The meeting—the first in a year between the Russian, German, French and Ukrainian leaders—will “evaluate the implementation” of the Minsk peace accords for Ukraine, Berlin and Paris said on Tuesday. It will also be Putin’s first visit to the German capital since the Ukraine conflict broke out in 2014. The talks take place on the eve of a European Union summit in Brussels on relations with Russia, including sanctions over Ukraine, which come up for renewal at the end of the year. The two-day Brussels meeting is also expected to discuss Russia’s role in Syria, which sparked a furious row between Russia and France last week, prompting Putin to cancel a visit to Paris.
Wednesday’s summit will “discuss the next steps in the process towards ending the crisis in eastern Ukraine,” the French president’s office said on Tuesday.
All sides agreed to a peace deal brokered by Germany and France in February 2015, but while the Minsk accords reduced the intensity of fighting, they failed to stop it.
Even before the Berlin meeting convened, all sides tamped down hopes for a breakthrough.
Merkel said that despite continued diplomatic efforts since the last four-way summit in the so-called Normandy Format in Paris in October 2015, “we have not achieved what we wanted to achieve”.
“Things are stalled in many areas such as the ceasefire, political issues and humanitarian issues,” she told reporters in Berlin. “I have to say that we cannot expect a miracle but it is worth every effort at this point.”
Ukrainian President Petro Poroshenko echoed Merkel’s sober assessment on a visit to Oslo. “Let’s not have very high expectations on this meeting,” he said. “Am I optimistic enough?

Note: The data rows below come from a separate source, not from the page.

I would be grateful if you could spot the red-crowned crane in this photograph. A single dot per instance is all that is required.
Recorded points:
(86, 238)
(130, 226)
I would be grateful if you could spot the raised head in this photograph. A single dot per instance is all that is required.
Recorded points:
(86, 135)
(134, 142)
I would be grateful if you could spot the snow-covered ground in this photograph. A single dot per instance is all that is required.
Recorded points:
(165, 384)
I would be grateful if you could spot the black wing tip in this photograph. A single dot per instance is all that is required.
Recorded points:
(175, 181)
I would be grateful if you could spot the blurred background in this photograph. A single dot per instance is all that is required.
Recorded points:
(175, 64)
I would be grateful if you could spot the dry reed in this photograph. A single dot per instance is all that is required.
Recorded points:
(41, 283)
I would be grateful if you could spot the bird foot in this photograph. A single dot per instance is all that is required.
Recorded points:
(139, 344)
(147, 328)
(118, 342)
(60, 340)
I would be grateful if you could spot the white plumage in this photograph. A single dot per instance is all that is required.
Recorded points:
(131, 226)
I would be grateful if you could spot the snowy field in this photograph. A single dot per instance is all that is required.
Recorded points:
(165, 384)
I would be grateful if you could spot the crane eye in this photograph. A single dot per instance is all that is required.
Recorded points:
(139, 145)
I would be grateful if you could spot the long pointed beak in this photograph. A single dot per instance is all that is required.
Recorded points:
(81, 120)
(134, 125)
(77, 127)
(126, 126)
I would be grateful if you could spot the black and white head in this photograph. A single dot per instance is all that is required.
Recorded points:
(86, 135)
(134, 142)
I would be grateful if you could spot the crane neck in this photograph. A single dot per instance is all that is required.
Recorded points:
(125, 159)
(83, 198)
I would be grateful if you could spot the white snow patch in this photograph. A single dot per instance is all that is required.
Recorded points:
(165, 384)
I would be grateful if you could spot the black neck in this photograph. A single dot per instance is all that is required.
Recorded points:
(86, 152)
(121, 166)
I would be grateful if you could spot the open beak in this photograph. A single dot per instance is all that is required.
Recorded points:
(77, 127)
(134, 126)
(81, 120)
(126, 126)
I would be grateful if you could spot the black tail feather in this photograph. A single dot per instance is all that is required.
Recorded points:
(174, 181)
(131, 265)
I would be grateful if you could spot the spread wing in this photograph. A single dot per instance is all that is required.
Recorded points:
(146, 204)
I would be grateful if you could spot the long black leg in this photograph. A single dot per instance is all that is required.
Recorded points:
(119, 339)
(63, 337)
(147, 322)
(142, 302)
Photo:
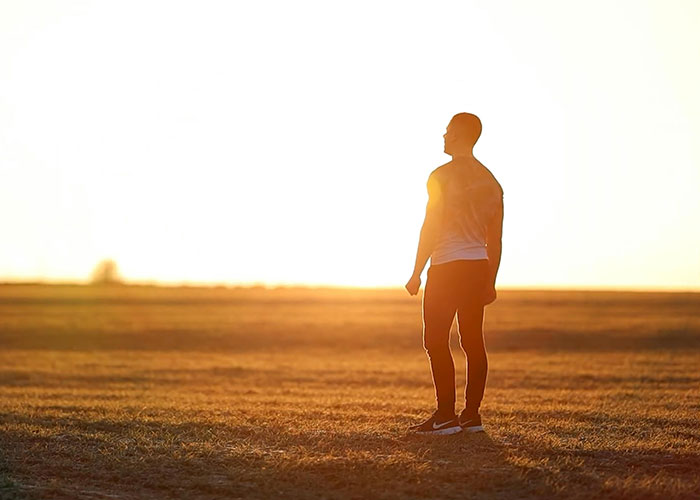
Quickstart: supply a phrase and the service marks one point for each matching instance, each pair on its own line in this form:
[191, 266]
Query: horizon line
[320, 286]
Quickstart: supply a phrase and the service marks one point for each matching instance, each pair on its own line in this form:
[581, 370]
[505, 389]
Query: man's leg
[471, 319]
[439, 309]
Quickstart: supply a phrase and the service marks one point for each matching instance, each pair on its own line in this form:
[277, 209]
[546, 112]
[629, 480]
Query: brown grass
[139, 392]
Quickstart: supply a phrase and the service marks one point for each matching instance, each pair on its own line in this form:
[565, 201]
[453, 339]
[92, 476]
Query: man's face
[450, 140]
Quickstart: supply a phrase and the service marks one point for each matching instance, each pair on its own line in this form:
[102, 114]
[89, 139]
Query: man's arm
[494, 233]
[428, 234]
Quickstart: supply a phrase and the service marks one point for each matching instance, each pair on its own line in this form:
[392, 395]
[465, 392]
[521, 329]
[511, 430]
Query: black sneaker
[470, 422]
[437, 424]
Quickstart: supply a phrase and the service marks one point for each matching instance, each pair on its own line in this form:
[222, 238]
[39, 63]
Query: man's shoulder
[440, 172]
[488, 175]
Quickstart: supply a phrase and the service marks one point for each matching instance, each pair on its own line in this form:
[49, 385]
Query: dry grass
[137, 392]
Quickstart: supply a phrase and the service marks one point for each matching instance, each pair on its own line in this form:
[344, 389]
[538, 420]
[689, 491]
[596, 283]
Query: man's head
[462, 133]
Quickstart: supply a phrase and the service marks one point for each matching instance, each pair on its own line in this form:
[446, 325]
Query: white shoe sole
[441, 432]
[476, 428]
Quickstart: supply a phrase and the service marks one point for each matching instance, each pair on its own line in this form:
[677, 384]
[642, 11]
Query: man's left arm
[428, 234]
[494, 234]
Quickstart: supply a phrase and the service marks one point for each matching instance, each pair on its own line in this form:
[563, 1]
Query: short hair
[466, 126]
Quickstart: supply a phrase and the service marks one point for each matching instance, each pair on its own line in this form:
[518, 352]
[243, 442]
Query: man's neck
[463, 159]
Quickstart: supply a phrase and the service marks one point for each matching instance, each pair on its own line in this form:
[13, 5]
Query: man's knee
[434, 342]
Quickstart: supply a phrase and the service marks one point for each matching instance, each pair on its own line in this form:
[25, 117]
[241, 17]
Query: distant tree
[106, 273]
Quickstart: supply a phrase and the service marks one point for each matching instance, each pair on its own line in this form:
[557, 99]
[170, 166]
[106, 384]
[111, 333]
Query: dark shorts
[455, 285]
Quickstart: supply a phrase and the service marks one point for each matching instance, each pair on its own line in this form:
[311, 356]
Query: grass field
[142, 392]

Yes I’m very optimistic about the future of Ukraine but unfortunately not so optimistic about tomorrow’s meeting.”
Kremlin spokesman Dmitry Peskov said Putin believed there was “no alternative” to implementing the Ukraine accords.
“We know that on this point, the situation leaves much to be desired,” he said. “For the moment, Kiev is doing nothing.”
French President Francois Hollande last week called on all parties in the Ukraine conflict to draw up a roadmap to end the crisis. The aim would be to help Ukraine regain control of its borders with Russia, he said after speaking by telephone with Poroshenko.
Russia, which annexed Ukraine’s Crimean Peninsula in 2014, backs a separatist, pro-Moscow insurgency in eastern Ukraine that has claimed nearly 10,000 lives.